Bildschirmfoto 2021-12-01 um 12 06 54

This is very ugly and non-standard. I'm not surprised it doesn't work in GoldenDict. Because GoldenDict is not a browser.

None of this seems to be particularly relevant here. I agree it's not 100% ideal (and Goldendict still seems to be overriding several font parameters), however AppleDict has some of the best glossaries out there so I think it's worth ironing them out to at least display in a readable form.
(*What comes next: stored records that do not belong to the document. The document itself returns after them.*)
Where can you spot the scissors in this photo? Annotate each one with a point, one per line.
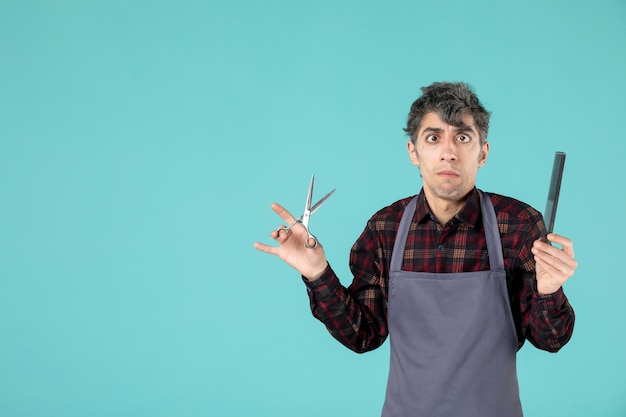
(308, 212)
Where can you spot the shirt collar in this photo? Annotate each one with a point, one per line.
(468, 215)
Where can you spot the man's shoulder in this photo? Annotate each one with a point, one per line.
(393, 212)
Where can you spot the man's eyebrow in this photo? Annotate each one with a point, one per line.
(432, 129)
(460, 128)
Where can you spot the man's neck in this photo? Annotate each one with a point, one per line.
(443, 210)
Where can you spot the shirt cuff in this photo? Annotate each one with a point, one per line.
(325, 286)
(551, 301)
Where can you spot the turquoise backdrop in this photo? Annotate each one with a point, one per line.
(142, 142)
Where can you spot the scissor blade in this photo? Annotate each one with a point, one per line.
(309, 197)
(322, 201)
Although the stylesheets do vary slightly between dictionaries, as far as I can tell, the underlying entry format is more or less the same so this html wrapping approach should work on all the standard AppleDict binaries. It was a 2 second find and replace, so I imagine it would be relatively straightforward to automate this step at conversion time. Would it be possible to implement this functionality as part of pyglossary?

ilius commented 2 years ago

What did you search & replace?

hadingtid commented 2 years ago

What did you search & replace?

I figured the most reliable way for my situation would be to find <d:entry and </d:entry> and replace with <!DOCTYPE html><html><head><link rel="stylesheet" href="DefaultStyle.css"></head><body><d:entry and </d:entry></body></html> respectively. I wasn't sure how to implement this in script form, so I just used a text editor.

ilius commented 2 years ago

I pushed a commit. You can try again with --read-options 'html_full=True' flag.

soshial commented 1 year ago

With all AppleDict dictionaries (that I converted to Aard2Slob) there were problems with style, because html_full setting was False. Can we maybe make it True by default? @ilius

This is what it looks like when it's False: Screenshot_20230307_080031_Aard 2

ilius commented 1 year ago

Not all dictionary applications support a full html page/document. I don't think most of them do.